お子さんが高校受験だったり、小学校の担任の先生が校長先生になっていたり、それぞれ白髪が増えていたり、いろいろと月日の流れを感じることはあるものの、人間の本質はそう大きくは変わらないことに改めて気づく。基本的に楽天的な人間は根っから明るいし、僕のように屈折した人間はその度合いをより一層強めている。なんとなく共通しているのは、なんとか生き延びてきたことによるわずかな自信と、人生に対するあきらめ、そして、明らかに残り時間が短くなっていることによる、焦燥感といったところだろうか。
あと、やはり親父くさくなっているということは避けがたい。酒が進むにつれてシモネタが増えてくるが、まったく違和感がなくなっている。サラリーマンの飲み屋コントにでてくるような、典型的な親父シモネタギャクが自然に出てくるところが少し悲しい。

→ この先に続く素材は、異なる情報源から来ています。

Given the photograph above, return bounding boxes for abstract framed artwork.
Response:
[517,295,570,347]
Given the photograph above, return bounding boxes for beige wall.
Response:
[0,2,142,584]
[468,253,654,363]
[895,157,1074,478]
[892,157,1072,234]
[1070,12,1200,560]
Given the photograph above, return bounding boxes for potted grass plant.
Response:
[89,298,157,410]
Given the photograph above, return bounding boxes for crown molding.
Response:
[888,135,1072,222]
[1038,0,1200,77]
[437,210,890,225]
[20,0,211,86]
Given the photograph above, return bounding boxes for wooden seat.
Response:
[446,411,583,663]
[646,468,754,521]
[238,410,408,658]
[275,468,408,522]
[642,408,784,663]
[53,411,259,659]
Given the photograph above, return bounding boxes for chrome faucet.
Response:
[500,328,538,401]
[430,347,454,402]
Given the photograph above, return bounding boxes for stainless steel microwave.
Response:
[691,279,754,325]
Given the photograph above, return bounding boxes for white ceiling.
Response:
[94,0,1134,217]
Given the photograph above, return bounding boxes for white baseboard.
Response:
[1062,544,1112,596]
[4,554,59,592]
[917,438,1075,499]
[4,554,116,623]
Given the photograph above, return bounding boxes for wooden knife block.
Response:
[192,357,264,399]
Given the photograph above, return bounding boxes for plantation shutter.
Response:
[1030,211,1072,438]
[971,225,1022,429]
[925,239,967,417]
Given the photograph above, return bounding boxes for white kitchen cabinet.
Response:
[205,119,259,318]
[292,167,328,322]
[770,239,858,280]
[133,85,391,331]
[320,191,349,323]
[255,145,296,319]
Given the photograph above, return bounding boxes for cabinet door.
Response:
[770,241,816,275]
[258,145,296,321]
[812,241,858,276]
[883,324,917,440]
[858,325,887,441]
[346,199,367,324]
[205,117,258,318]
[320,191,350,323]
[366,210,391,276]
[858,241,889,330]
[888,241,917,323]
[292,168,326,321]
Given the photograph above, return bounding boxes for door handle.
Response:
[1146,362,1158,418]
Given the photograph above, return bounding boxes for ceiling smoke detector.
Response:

クリント・イーストウッド監督の「ミスティック・リバー」はある少女の殺人事件を機に、3人の幼馴染が、被害者の父、その担当刑事、容疑者という複雑な立場で再会する悲しい映画だ。多くのイーストウッド監督作品と同様に、救いのない展開で、バイオリズム低下時に観るととことん落ち込むので注意が必要だが、本作でアカデミー賞を受賞したショーン・ペン、ティム・ロビンスの熱演もあり、非常に見ごたえのある作品となっている。
この映画の重要なテーマは少年時代のトラウマだ。この映画の登場人物ほど大きなトラウマを僕たちは抱えていないが、歳を重ねるにつれて、鈍感に強かになってくる一方で、どうしても触れられたくないところは依然として残っていた点が印象的な再会でもあった。